The query_string query can also run against multiple fields. Fields can be provided via the "fields" parameter (example below).

The idea of running the query_string query against multiple fields is to expand each query term to an OR clause like this:

field1:query_term OR field2:query_term | ...

For example, the following query

GET /_search
{
    "query": {
        "query_string" : {
            "fields" : ["content", "name"],
            "query" : "this AND that"
        }
    }
}

matches the same words as

GET /_search
{
    "query": {
        "query_string": {
            "query": "(content:this OR name:this) AND (content:that OR name:that)"
        }
    }
}

Since several queries are generated from the individual search terms, combining them is automatically done using a dis_max query with a tie_breaker. For example (the name is boosted by 5 using ^5 notation):

GET /_search
{
    "query": {
        "query_string" : {
            "fields" : ["content", "name^5"],
            "query" : "this AND that OR thus",
            "tie_breaker" : 0
        }
    }
}

Simple wildcard can also be used to search "within" specific inner elements of the document. For example, if we have a city object with several fields (or inner object with fields) in it, we can automatically search on all "city" fields:

GET /_search
{
    "query": {
        "query_string" : {
            "fields" : ["city.*"],
            "query" : "this AND that OR thus"
        }
    }
}

Another option is to provide the wildcard fields search in the query string itself (properly escaping the sign), for example: city.\:something:

GET /_search
{
    "query": {
        "query_string" : {
            "query" : "city.\\*:(this AND that OR thus)"
        }
    }
}
Note
 Since \ (backslash) is a special character in json strings, it needs to be escaped, hence the two backslashes in the above query_string.

When running the query_string query against multiple fields, the following additional parameters are allowed:

Parameter Description

type

How the fields should be combined to build the text query. See types for a complete example. Defaults to best_fields

tie_breaker

The disjunction max tie breaker for multi fields. Defaults to 0

The fields parameter can also include pattern based field names, allowing to automatically expand to the relevant fields (dynamically introduced fields included). For example:

GET /_search
{
    "query": {
        "query_string" : {
            "fields" : ["content", "name.*^5"],
            "query" : "this AND that OR thus"
        }
    }
}

Synonyms

The query_string query supports multi-terms synonym expansion with the synonym_graph token filter. When this filter is used, the parser creates a phrase query for each multi-terms synonyms.

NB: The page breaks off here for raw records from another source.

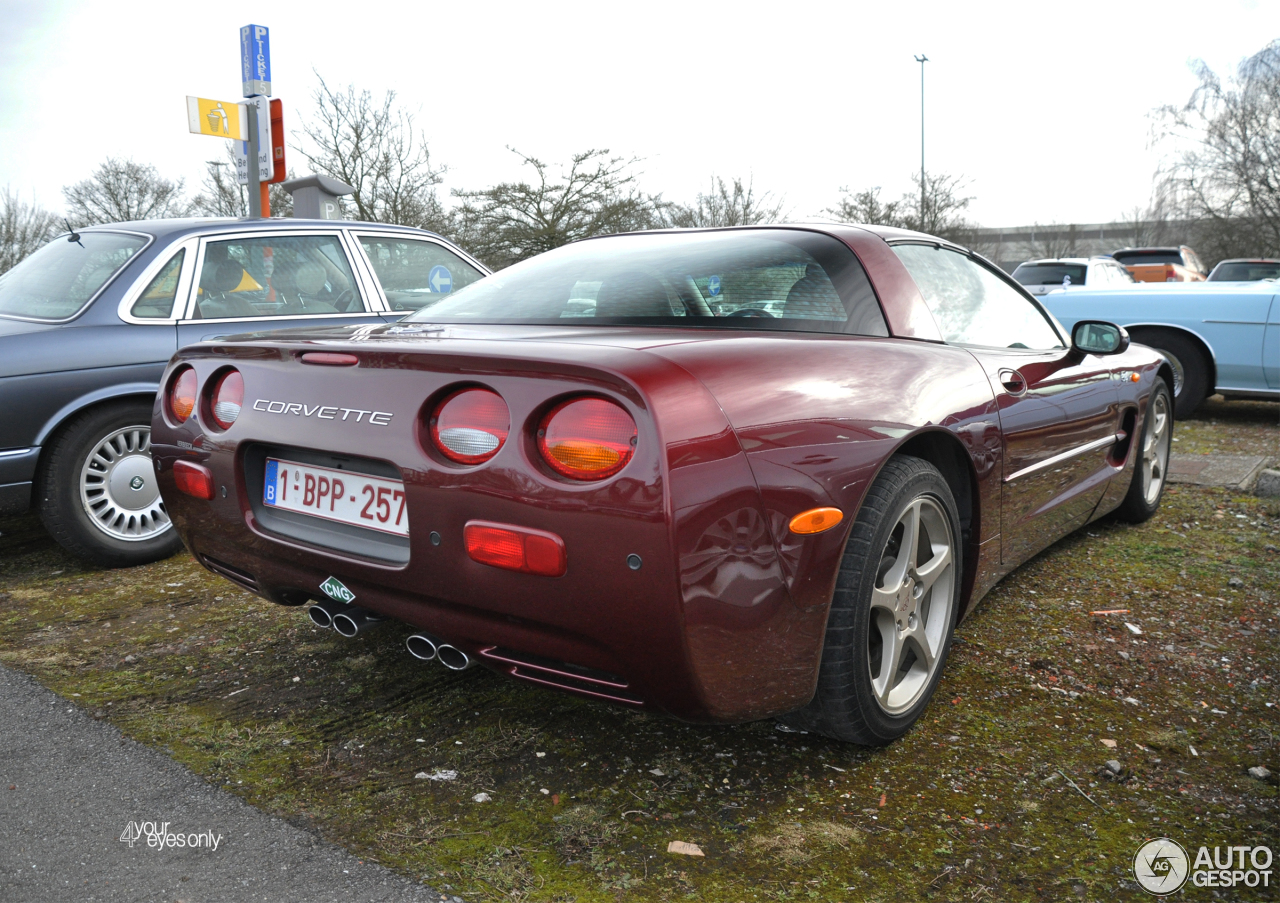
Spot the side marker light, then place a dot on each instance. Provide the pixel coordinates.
(816, 520)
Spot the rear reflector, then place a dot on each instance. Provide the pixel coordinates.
(193, 479)
(517, 548)
(586, 438)
(228, 397)
(816, 520)
(470, 425)
(182, 395)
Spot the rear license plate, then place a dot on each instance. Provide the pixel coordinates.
(360, 500)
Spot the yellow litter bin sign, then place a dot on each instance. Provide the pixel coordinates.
(219, 118)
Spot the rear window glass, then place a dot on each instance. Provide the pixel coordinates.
(780, 279)
(1246, 272)
(59, 279)
(1051, 274)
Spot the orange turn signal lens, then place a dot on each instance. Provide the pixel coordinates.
(816, 520)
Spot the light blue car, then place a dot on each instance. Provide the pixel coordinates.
(1219, 337)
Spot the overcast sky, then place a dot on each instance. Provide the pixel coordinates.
(1043, 108)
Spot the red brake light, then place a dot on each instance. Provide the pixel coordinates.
(193, 479)
(470, 425)
(586, 438)
(517, 548)
(182, 395)
(227, 398)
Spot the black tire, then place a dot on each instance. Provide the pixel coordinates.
(68, 512)
(1191, 369)
(846, 705)
(1151, 465)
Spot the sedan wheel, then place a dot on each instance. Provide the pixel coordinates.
(97, 488)
(894, 609)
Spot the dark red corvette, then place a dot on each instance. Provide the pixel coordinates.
(723, 474)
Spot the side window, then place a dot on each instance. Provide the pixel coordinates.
(275, 276)
(156, 300)
(416, 273)
(973, 305)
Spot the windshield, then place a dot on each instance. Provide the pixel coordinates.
(1050, 274)
(1246, 272)
(753, 278)
(59, 279)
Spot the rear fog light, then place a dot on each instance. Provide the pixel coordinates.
(517, 548)
(193, 479)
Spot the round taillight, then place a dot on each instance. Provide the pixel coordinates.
(227, 398)
(470, 425)
(182, 395)
(586, 438)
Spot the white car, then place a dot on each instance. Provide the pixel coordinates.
(1042, 277)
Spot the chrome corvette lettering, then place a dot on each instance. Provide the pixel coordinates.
(323, 411)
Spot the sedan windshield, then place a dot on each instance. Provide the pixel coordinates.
(1050, 274)
(60, 278)
(786, 279)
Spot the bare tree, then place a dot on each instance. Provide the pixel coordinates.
(1226, 176)
(120, 191)
(23, 228)
(376, 149)
(941, 214)
(224, 196)
(731, 204)
(595, 195)
(865, 206)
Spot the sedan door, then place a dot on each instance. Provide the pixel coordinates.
(415, 272)
(260, 281)
(1059, 411)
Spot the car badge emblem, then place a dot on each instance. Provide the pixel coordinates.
(334, 589)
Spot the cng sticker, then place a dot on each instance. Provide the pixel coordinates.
(334, 589)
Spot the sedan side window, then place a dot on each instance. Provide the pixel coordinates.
(973, 305)
(156, 300)
(275, 276)
(415, 273)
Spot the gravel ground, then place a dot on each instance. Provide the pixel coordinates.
(69, 788)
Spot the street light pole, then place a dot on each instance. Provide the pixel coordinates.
(922, 59)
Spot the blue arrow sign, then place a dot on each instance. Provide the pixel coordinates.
(256, 60)
(440, 279)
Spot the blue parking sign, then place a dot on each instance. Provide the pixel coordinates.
(440, 279)
(256, 60)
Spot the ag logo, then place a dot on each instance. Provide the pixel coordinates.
(334, 589)
(1161, 866)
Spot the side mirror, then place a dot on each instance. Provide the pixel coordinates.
(1098, 337)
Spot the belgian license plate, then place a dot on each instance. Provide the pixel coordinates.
(343, 496)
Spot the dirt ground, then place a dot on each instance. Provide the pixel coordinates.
(1000, 793)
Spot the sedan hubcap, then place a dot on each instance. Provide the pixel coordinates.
(912, 606)
(1155, 448)
(118, 487)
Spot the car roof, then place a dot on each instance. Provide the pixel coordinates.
(196, 226)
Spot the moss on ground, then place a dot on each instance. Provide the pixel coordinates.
(997, 794)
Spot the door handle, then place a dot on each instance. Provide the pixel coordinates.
(1013, 382)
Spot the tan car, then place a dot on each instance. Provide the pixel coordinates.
(1161, 264)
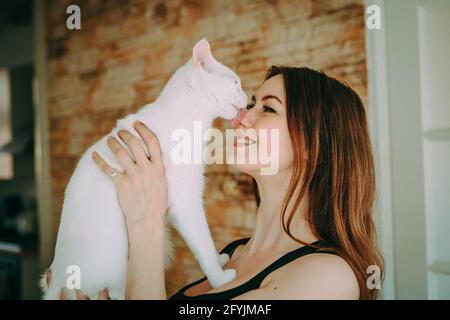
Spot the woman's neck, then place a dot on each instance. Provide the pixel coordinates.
(269, 233)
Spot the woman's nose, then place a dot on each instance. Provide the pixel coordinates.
(238, 122)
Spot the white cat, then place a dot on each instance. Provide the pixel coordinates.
(92, 233)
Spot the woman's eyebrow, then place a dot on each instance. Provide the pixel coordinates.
(269, 96)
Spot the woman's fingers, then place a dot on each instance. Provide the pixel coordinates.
(63, 294)
(49, 277)
(121, 154)
(103, 295)
(134, 145)
(150, 140)
(105, 167)
(81, 295)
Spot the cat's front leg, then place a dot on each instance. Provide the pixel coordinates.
(188, 217)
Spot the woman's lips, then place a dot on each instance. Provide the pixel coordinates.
(243, 141)
(238, 119)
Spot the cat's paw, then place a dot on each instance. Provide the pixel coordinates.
(223, 259)
(225, 277)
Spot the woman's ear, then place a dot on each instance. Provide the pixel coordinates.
(202, 55)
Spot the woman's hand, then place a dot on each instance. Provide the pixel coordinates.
(142, 189)
(142, 192)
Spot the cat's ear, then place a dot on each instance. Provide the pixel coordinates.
(201, 53)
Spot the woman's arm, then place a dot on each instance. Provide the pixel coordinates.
(142, 193)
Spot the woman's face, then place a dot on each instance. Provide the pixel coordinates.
(266, 116)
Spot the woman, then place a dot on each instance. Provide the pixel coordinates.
(314, 237)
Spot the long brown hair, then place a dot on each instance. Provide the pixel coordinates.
(327, 122)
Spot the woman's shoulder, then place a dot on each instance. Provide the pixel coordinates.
(316, 276)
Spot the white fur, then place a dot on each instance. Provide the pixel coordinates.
(92, 232)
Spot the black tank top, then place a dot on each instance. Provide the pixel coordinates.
(254, 282)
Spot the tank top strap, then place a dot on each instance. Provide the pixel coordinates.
(256, 281)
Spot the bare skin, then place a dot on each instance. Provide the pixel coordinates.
(143, 199)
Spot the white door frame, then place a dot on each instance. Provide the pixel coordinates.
(395, 119)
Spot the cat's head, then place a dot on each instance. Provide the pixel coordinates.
(220, 84)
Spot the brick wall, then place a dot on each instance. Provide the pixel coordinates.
(127, 50)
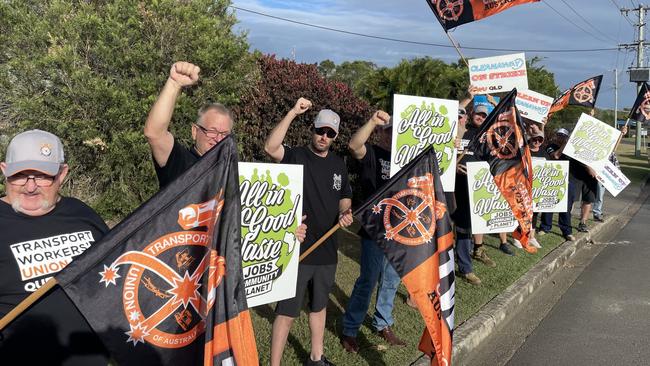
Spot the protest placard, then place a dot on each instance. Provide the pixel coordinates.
(490, 212)
(499, 73)
(533, 105)
(271, 203)
(611, 177)
(419, 122)
(591, 140)
(550, 185)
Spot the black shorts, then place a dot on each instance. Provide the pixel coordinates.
(586, 188)
(318, 280)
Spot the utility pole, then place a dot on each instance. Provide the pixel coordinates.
(615, 98)
(639, 45)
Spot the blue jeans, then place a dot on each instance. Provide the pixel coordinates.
(597, 208)
(374, 268)
(564, 218)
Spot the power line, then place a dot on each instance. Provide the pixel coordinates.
(570, 21)
(586, 21)
(416, 42)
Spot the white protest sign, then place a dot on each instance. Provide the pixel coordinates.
(271, 203)
(591, 141)
(533, 105)
(499, 73)
(420, 122)
(611, 177)
(550, 185)
(490, 212)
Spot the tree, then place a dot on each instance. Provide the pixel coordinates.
(89, 71)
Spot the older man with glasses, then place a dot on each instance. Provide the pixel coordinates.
(40, 233)
(213, 124)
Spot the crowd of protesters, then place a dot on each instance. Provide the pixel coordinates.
(35, 168)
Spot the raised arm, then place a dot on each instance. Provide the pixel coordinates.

For example, the following synonym: "ny, new york" would produce:

(ny OR ("new york"))

It is also possible to match multi terms synonyms with conjunctions instead:

GET /_search
{
   "query": {
       "query_string" : {
           "default_field": "title",
           "query" : "ny city",
           "auto_generate_synonyms_phrase_query" : false
       }
   }
}

The example above creates a boolean query:

(ny OR (new AND york)) city

that matches documents with the term ny or the conjunction new AND york. By default the parameter auto_generate_synonyms_phrase_query is set to true.